There was an interesting development last week out of Georgia when the Republican Secretary of State Brad Raffensperger announced the prosecution of a single person for voting in both Arizona and Georgia in 2022.
Rather than evidence of widespread voter fraud, for which there is none, the case could end up being an example of an interstate database of voter registrations working.
The interstate database is known as ERIC, short for the Electronic Registration Information Center. It used to have cooperation from a majority of US states, which confidentially share voter information to avoid improperly removing people from voter rolls. But multiple Republican-led states have pulled out of the consortium.

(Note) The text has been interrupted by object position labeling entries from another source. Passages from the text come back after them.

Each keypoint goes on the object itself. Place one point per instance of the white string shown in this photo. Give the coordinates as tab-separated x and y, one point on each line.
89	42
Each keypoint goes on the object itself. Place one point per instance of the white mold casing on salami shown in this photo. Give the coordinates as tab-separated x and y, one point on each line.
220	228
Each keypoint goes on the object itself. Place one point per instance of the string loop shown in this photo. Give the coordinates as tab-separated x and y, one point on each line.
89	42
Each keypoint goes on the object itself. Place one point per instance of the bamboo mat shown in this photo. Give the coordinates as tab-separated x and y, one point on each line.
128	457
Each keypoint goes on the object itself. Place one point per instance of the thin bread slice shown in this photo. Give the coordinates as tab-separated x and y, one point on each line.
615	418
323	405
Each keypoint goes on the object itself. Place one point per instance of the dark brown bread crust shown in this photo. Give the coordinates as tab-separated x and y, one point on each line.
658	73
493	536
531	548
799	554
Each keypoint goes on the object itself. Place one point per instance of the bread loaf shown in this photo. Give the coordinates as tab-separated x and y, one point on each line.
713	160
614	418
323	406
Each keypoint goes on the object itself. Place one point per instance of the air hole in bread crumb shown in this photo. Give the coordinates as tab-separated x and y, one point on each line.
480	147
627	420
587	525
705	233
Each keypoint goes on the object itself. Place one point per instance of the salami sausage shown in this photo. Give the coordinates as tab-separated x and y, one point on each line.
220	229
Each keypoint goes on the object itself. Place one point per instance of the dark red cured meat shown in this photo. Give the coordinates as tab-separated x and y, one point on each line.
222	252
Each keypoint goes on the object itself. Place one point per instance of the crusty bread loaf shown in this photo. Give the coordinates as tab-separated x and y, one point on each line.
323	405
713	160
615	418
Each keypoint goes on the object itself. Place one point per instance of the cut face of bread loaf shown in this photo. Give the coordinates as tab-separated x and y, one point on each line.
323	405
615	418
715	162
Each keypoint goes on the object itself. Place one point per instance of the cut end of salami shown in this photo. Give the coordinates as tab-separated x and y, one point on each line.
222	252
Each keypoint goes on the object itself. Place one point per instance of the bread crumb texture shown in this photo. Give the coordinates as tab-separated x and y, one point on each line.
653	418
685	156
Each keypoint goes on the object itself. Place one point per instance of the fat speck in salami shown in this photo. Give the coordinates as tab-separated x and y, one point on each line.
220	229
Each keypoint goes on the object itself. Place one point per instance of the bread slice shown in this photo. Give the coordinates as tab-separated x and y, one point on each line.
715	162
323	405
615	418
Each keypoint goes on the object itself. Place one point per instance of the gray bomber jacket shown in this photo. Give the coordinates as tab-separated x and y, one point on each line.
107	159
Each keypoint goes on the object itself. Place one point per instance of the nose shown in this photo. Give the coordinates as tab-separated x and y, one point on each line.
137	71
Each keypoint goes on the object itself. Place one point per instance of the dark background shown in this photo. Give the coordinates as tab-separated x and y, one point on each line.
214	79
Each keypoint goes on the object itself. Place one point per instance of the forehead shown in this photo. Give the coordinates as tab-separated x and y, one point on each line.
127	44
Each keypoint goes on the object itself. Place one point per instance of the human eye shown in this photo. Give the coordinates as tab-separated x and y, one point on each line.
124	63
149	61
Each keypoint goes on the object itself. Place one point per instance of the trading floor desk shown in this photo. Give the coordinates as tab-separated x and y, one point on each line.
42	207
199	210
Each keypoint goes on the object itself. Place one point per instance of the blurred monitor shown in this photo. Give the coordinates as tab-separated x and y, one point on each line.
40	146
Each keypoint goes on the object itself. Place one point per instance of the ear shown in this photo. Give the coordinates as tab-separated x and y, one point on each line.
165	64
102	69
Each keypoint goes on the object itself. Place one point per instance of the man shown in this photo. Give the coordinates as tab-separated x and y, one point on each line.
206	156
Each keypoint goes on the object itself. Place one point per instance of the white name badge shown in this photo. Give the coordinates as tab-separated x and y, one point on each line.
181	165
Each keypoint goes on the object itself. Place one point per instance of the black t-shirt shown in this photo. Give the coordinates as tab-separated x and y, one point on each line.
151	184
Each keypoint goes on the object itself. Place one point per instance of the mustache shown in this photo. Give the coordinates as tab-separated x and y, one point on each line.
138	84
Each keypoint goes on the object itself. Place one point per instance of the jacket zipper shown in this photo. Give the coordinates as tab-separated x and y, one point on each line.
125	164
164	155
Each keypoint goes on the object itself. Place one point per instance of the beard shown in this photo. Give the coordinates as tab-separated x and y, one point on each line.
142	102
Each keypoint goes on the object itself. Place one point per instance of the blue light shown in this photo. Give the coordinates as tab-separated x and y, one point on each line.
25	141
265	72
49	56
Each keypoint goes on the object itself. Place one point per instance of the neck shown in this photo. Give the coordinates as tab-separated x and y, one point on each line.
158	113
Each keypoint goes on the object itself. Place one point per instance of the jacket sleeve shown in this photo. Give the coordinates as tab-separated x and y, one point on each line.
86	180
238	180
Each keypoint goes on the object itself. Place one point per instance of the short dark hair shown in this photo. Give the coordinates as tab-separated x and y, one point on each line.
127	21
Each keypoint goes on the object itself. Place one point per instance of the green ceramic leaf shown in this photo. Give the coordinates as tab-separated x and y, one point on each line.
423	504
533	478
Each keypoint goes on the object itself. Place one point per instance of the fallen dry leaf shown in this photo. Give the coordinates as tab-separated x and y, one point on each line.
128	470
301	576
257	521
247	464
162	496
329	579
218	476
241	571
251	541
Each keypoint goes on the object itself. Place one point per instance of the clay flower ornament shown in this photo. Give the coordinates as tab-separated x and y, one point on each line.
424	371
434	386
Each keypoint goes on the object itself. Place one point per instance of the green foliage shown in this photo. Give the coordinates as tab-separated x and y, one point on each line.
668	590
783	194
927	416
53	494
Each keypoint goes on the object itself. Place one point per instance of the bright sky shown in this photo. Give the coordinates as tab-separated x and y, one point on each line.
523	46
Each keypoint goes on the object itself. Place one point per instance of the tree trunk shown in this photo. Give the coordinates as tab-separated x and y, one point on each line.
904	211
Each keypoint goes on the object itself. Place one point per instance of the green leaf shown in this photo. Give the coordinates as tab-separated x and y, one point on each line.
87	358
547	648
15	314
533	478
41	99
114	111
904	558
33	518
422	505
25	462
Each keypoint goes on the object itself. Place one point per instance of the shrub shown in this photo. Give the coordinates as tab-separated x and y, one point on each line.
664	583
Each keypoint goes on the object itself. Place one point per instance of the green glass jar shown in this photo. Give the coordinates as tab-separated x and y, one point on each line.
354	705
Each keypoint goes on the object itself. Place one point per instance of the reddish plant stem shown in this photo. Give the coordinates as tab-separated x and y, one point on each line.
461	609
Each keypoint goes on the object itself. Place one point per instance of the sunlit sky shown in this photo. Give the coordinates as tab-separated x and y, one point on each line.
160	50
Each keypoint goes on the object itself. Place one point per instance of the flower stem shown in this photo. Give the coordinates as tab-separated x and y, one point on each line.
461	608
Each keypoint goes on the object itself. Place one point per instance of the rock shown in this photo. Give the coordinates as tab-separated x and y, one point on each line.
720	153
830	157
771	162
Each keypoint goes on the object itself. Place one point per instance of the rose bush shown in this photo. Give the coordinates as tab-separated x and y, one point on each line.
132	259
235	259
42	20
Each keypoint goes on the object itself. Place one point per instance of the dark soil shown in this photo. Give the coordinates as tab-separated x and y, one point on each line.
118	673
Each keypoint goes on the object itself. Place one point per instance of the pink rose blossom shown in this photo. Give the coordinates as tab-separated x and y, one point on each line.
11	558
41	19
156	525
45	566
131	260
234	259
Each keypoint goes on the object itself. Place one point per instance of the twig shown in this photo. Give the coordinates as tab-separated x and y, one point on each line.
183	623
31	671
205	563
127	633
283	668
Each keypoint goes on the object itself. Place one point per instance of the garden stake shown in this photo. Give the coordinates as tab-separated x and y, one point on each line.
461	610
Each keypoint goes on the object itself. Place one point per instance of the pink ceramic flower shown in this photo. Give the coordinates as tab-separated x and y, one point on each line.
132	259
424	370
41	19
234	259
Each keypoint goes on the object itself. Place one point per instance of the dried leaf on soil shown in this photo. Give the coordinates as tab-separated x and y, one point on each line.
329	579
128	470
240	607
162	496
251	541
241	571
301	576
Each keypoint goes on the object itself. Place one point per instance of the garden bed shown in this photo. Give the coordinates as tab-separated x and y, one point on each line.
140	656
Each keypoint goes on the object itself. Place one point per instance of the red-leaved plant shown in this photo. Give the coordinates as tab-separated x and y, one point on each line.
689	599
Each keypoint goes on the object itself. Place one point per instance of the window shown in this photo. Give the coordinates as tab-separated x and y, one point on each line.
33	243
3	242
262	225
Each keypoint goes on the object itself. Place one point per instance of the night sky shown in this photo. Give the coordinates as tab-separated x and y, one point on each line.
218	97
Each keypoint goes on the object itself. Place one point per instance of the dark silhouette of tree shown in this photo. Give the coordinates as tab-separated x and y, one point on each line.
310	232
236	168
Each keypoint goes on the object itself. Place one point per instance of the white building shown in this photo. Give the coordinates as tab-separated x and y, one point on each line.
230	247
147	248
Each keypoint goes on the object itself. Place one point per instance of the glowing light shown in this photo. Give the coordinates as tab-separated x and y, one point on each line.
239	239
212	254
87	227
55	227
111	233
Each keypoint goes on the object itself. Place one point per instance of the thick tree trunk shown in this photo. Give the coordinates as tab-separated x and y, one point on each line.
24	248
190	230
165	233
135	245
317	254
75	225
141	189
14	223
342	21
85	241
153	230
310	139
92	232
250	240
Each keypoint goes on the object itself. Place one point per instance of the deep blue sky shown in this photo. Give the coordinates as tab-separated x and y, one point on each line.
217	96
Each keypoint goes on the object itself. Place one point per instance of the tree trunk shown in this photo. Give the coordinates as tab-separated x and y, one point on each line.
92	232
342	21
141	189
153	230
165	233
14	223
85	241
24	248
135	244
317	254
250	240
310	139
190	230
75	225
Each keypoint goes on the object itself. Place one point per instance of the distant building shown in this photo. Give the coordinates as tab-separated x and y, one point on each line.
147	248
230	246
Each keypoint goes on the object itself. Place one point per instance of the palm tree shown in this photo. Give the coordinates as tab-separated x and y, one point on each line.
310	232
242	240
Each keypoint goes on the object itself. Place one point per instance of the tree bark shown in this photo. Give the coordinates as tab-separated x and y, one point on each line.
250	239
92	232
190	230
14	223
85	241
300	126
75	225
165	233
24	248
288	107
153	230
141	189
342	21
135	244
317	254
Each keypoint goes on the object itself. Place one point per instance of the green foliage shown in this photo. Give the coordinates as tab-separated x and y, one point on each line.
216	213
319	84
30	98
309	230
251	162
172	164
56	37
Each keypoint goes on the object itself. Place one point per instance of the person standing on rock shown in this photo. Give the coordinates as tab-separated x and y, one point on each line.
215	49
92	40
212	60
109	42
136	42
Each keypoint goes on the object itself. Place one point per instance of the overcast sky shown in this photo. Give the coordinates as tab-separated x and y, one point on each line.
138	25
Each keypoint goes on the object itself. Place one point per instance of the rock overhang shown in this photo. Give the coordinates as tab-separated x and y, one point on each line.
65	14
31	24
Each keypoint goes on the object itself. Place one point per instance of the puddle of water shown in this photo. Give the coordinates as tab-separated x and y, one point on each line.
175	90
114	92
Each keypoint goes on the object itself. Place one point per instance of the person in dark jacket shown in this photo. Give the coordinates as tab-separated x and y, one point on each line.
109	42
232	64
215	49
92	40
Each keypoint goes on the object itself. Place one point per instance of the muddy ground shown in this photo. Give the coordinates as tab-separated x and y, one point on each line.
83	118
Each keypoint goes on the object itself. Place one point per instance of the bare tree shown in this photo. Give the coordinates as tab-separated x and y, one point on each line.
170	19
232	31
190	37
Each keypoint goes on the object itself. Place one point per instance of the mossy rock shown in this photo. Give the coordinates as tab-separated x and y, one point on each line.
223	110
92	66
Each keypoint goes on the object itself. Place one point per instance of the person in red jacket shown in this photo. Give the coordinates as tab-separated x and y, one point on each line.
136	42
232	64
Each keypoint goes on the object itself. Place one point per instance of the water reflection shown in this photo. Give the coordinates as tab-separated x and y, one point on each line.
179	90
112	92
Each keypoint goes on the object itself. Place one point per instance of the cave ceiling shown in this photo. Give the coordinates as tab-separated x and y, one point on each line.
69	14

Gallagher told me that Trump and others complained about ERIC. In addition to helping states identify when a voter might be registered in multiple places, it also requires outreach to voters encouraging them to register to vote – which some conservatives see as a partisan act.
The foundation of ERIC was spearheaded by David Becker, then at the Pew Charitable Trusts. Since then, Becker founded the Center for Election Innovation and Research, which advertises itself as a nonpartisan group and focuses on protecting election workers from harassment, among other things.
Coincidentally, in a sign that election integrity is turning into a partisan term, CEIR was among the groups in 2020 that Meta CEO Mark Zuckerberg gave several hundred million dollars in an effort to promote “safe and reliable” voting during the pandemic.
“The idea here was to make sure local election jurisdictions across the country had the resources they needed to help people vote safely during a pandemic,” he said in a letter sent to House Republicans.
But he won’t be making any more such donations, Zuckerberg said. Even though he argued the donations were spread across the country and benefited neither party, he does not want to even appear to be helping one side more than another.